YARGITAY KARARI
DAİRE : 14. Hukuk Dairesi
ESAS NO : 2006/1414
KARAR NO : 2006/3862
KARAR TARİHİ : 03.04.2006
MAHKEMESİ:Asliye Hukuk Mahkemesi
Davacılar vekili tarafından, davalı aleyhine 14.9.2004 gününde verilen dilekçe ile tapuda vakıf şerhinin terkini istenmesi üzerine yapılan duruşma sonunda; davanın kabulüne dair verilen 15.12.2004 günlü hükmün Yargıtayca incelenmesi davalı … İdaresi vekili ve davacı vekili tarafından istenilmekle süresinde olduğu anlaşılan temyiz dilekçesinin kabulüne karar verildikten sonra dosya ve içerisindeki bütün kağıtlar incelenerek gereği düşünüldü:
K A R A R
Dava; nizalı parsellerdeki murise ait müşterek paylar üzerindeki vakıf şerhinin silinmesi istemine ilişkindir.

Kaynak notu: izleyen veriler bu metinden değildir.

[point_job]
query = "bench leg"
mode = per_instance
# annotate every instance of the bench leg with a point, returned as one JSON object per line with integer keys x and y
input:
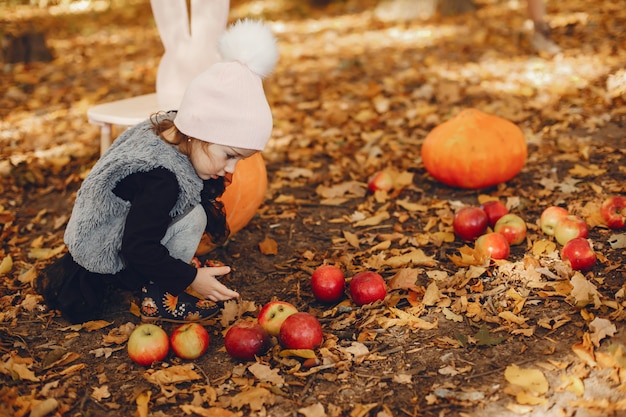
{"x": 105, "y": 137}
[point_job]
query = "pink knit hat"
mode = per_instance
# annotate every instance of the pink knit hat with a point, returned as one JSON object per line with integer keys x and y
{"x": 226, "y": 104}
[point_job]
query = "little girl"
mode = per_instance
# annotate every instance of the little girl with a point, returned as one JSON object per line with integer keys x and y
{"x": 141, "y": 212}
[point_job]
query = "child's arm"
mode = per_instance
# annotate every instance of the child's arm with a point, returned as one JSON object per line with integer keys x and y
{"x": 207, "y": 285}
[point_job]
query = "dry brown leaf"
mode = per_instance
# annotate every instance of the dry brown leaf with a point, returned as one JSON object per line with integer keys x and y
{"x": 143, "y": 401}
{"x": 14, "y": 368}
{"x": 44, "y": 407}
{"x": 265, "y": 373}
{"x": 374, "y": 220}
{"x": 601, "y": 328}
{"x": 172, "y": 375}
{"x": 209, "y": 412}
{"x": 6, "y": 265}
{"x": 313, "y": 410}
{"x": 101, "y": 393}
{"x": 268, "y": 246}
{"x": 351, "y": 238}
{"x": 256, "y": 398}
{"x": 415, "y": 257}
{"x": 591, "y": 171}
{"x": 404, "y": 279}
{"x": 91, "y": 326}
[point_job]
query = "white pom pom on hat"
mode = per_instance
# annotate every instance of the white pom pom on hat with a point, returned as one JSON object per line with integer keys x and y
{"x": 226, "y": 104}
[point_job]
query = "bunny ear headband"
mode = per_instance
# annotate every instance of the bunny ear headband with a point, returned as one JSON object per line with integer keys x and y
{"x": 226, "y": 104}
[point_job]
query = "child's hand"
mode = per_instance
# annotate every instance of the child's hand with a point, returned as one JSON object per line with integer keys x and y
{"x": 209, "y": 287}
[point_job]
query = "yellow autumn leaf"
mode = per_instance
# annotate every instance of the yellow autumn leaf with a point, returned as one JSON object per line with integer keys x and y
{"x": 14, "y": 368}
{"x": 37, "y": 242}
{"x": 584, "y": 292}
{"x": 432, "y": 295}
{"x": 591, "y": 171}
{"x": 512, "y": 318}
{"x": 543, "y": 246}
{"x": 28, "y": 276}
{"x": 90, "y": 326}
{"x": 142, "y": 401}
{"x": 101, "y": 393}
{"x": 190, "y": 409}
{"x": 255, "y": 398}
{"x": 44, "y": 408}
{"x": 531, "y": 380}
{"x": 415, "y": 257}
{"x": 409, "y": 206}
{"x": 573, "y": 384}
{"x": 529, "y": 398}
{"x": 374, "y": 220}
{"x": 299, "y": 353}
{"x": 172, "y": 375}
{"x": 6, "y": 265}
{"x": 352, "y": 239}
{"x": 268, "y": 246}
{"x": 45, "y": 253}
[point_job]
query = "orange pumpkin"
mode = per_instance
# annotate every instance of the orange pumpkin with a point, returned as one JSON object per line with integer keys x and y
{"x": 242, "y": 197}
{"x": 474, "y": 150}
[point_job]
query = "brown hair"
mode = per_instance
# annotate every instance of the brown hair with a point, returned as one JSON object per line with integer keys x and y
{"x": 216, "y": 227}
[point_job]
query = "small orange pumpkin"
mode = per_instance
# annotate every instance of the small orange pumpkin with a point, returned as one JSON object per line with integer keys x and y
{"x": 242, "y": 197}
{"x": 474, "y": 150}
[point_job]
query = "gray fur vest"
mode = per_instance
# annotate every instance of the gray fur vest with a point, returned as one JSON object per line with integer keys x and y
{"x": 94, "y": 232}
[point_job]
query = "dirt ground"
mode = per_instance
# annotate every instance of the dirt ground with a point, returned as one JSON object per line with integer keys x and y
{"x": 353, "y": 93}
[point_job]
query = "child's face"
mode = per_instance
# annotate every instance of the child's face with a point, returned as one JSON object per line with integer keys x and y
{"x": 217, "y": 161}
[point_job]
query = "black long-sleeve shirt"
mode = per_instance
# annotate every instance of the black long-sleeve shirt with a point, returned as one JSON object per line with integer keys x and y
{"x": 152, "y": 195}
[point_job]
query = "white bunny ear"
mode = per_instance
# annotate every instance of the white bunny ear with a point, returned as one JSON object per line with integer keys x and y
{"x": 251, "y": 43}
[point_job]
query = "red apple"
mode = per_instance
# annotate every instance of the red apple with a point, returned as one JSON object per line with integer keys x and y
{"x": 512, "y": 227}
{"x": 301, "y": 331}
{"x": 579, "y": 253}
{"x": 570, "y": 227}
{"x": 148, "y": 343}
{"x": 550, "y": 217}
{"x": 381, "y": 180}
{"x": 245, "y": 340}
{"x": 494, "y": 245}
{"x": 613, "y": 211}
{"x": 494, "y": 209}
{"x": 328, "y": 283}
{"x": 273, "y": 314}
{"x": 470, "y": 222}
{"x": 367, "y": 287}
{"x": 189, "y": 340}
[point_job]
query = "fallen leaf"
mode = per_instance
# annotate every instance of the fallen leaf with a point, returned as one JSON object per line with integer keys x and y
{"x": 100, "y": 393}
{"x": 415, "y": 257}
{"x": 255, "y": 398}
{"x": 265, "y": 373}
{"x": 313, "y": 410}
{"x": 268, "y": 246}
{"x": 601, "y": 328}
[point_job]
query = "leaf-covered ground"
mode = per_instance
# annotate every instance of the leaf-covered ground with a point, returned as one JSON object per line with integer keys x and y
{"x": 354, "y": 92}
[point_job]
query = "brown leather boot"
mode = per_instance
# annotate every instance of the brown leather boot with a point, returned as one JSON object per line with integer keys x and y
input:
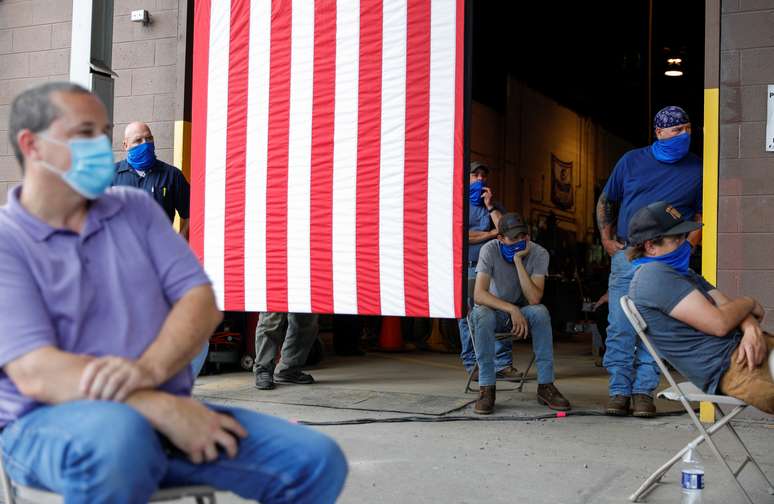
{"x": 485, "y": 403}
{"x": 642, "y": 406}
{"x": 549, "y": 395}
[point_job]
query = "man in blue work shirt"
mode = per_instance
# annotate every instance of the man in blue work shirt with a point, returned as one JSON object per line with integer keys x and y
{"x": 483, "y": 215}
{"x": 141, "y": 169}
{"x": 663, "y": 171}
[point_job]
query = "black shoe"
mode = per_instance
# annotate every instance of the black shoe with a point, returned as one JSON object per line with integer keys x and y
{"x": 264, "y": 379}
{"x": 618, "y": 406}
{"x": 298, "y": 377}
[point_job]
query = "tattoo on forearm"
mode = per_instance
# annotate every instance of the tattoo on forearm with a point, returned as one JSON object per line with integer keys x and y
{"x": 604, "y": 212}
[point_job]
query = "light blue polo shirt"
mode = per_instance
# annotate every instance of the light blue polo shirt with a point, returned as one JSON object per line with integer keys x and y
{"x": 105, "y": 291}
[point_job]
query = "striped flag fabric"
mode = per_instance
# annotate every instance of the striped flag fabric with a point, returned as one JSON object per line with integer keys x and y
{"x": 327, "y": 153}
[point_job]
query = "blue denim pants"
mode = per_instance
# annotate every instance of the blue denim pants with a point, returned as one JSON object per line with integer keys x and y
{"x": 487, "y": 322}
{"x": 105, "y": 452}
{"x": 632, "y": 369}
{"x": 503, "y": 348}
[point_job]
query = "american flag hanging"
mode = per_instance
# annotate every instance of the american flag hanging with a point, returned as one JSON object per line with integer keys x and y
{"x": 327, "y": 152}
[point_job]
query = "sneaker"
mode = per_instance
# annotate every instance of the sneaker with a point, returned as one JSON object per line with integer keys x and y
{"x": 642, "y": 406}
{"x": 485, "y": 403}
{"x": 297, "y": 376}
{"x": 549, "y": 395}
{"x": 509, "y": 373}
{"x": 264, "y": 379}
{"x": 618, "y": 406}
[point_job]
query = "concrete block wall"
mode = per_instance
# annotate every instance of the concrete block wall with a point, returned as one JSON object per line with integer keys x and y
{"x": 746, "y": 184}
{"x": 35, "y": 47}
{"x": 145, "y": 59}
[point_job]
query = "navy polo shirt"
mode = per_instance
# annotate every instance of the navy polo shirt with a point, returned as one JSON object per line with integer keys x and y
{"x": 165, "y": 183}
{"x": 640, "y": 179}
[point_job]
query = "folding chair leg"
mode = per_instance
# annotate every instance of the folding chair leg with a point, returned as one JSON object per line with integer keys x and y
{"x": 524, "y": 374}
{"x": 654, "y": 478}
{"x": 749, "y": 458}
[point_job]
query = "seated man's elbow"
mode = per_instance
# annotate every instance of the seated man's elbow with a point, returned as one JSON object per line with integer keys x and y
{"x": 29, "y": 383}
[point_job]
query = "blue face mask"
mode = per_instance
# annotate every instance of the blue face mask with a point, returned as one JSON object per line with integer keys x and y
{"x": 91, "y": 170}
{"x": 475, "y": 193}
{"x": 141, "y": 157}
{"x": 678, "y": 259}
{"x": 672, "y": 149}
{"x": 509, "y": 251}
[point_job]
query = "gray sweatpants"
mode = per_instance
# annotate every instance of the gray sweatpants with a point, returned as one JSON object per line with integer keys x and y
{"x": 298, "y": 330}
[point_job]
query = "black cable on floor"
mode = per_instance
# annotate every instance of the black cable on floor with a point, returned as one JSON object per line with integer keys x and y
{"x": 461, "y": 418}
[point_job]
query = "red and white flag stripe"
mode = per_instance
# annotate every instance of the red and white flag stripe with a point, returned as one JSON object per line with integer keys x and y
{"x": 327, "y": 155}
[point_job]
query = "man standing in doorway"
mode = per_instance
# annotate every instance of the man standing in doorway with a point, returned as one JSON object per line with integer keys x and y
{"x": 483, "y": 215}
{"x": 165, "y": 183}
{"x": 295, "y": 333}
{"x": 663, "y": 171}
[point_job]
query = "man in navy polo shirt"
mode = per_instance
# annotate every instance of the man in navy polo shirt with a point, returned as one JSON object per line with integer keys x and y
{"x": 165, "y": 183}
{"x": 663, "y": 171}
{"x": 103, "y": 306}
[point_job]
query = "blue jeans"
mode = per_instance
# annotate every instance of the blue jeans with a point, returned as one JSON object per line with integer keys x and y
{"x": 106, "y": 452}
{"x": 631, "y": 367}
{"x": 487, "y": 322}
{"x": 503, "y": 348}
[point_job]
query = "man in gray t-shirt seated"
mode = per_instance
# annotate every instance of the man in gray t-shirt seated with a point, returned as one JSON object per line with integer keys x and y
{"x": 510, "y": 280}
{"x": 711, "y": 339}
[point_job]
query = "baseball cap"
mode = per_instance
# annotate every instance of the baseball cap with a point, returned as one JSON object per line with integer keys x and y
{"x": 511, "y": 224}
{"x": 476, "y": 165}
{"x": 656, "y": 220}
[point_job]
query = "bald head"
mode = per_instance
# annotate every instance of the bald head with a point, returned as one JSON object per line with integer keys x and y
{"x": 135, "y": 134}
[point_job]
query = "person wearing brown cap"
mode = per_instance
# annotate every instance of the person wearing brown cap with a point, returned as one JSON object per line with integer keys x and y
{"x": 712, "y": 339}
{"x": 510, "y": 281}
{"x": 664, "y": 171}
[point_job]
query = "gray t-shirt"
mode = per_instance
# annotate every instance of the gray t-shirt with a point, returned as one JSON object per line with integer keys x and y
{"x": 702, "y": 358}
{"x": 505, "y": 279}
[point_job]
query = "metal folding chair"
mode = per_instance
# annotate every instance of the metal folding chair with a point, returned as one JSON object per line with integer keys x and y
{"x": 500, "y": 337}
{"x": 685, "y": 392}
{"x": 14, "y": 493}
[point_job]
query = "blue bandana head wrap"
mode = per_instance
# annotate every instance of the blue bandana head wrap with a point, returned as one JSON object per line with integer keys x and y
{"x": 670, "y": 116}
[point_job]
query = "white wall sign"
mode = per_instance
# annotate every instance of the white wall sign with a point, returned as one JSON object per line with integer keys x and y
{"x": 770, "y": 119}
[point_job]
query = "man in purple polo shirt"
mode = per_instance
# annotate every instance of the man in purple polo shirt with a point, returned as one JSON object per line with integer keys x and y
{"x": 103, "y": 307}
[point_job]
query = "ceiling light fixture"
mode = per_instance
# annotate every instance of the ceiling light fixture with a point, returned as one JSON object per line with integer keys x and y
{"x": 674, "y": 67}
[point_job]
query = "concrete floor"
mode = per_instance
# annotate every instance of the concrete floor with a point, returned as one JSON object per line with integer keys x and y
{"x": 591, "y": 459}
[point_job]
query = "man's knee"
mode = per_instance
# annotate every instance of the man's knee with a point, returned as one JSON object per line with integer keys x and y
{"x": 483, "y": 316}
{"x": 539, "y": 314}
{"x": 118, "y": 438}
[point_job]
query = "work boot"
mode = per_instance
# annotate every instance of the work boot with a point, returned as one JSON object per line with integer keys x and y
{"x": 485, "y": 403}
{"x": 264, "y": 379}
{"x": 618, "y": 406}
{"x": 642, "y": 406}
{"x": 509, "y": 373}
{"x": 549, "y": 395}
{"x": 294, "y": 376}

Elbirliği halinde mülkiyette (somut olayda olduğu gibi) mirasçılar arasında ortaklık bağı vardır. Bu kişiler mirasçı sıfatı ile bir mala veya hakka birlikte malik olmak durumundadır. Medeni Kanunun 701-703 maddeleri uyarınca bu tür mülkiyetin “ortaklığın” tüzel kişiliği bulunmadığından ortaklardan herbirinin eşya üzerinde doğrudan bir hakkı da yoktur. Bu anlatımın doğal sonucu olarak da mülkiyet bütünüyle ortakların tümüne aittir. Elbirliği mülkiyetinde malikler mülkiyet payını ayırmadığından eşya üzerinde paydaş değil, ortaktır. Yine bu tür mülkiyette işin özelliği gereği ortaklar arasında zorunlu dava arkadaşlığı vardır. Şayet davalı olacaklarsa davanın ortakların tümü aleyhine açılması gerekir. Medeni Kanunumuzda bir ortağın tek başına dava açabileceği, nevarki, açtığı bu davanın devam edebilmesi için öteki ortakların açılan davaya olur vermeleri yada davanın miras şirketine atanacak temsilci aracılığı ile sürdürülebileceği kural olarak benimsendiğinden ve dava ehliyetinin varlığı Mahkemece resen araştırılması gereken hususlar arasında bulunduğundan davaya katılmayan ortakların olurları alınmaksızın veya Medeni Kanunun 640.maddesi uyarınca miras şirketine atanacak temsilci aracılığı ile davanın sürdürülebileceği gözardı edilerek çekişmenin esasının incelenip dava kabul edildiğinden karar bozulmalıdır.SONUÇ. Yukarıda yazılı nedenlerle temyiz itirazlarının kabulüyle hükmün BOZULMASINA, bozma nedenine göre sair hususların incelenmesine yer olmadığına, temyiz harcının istek halinde yatırana iadesine, 3.4.2006 gününde oybirliği ile karar verildi.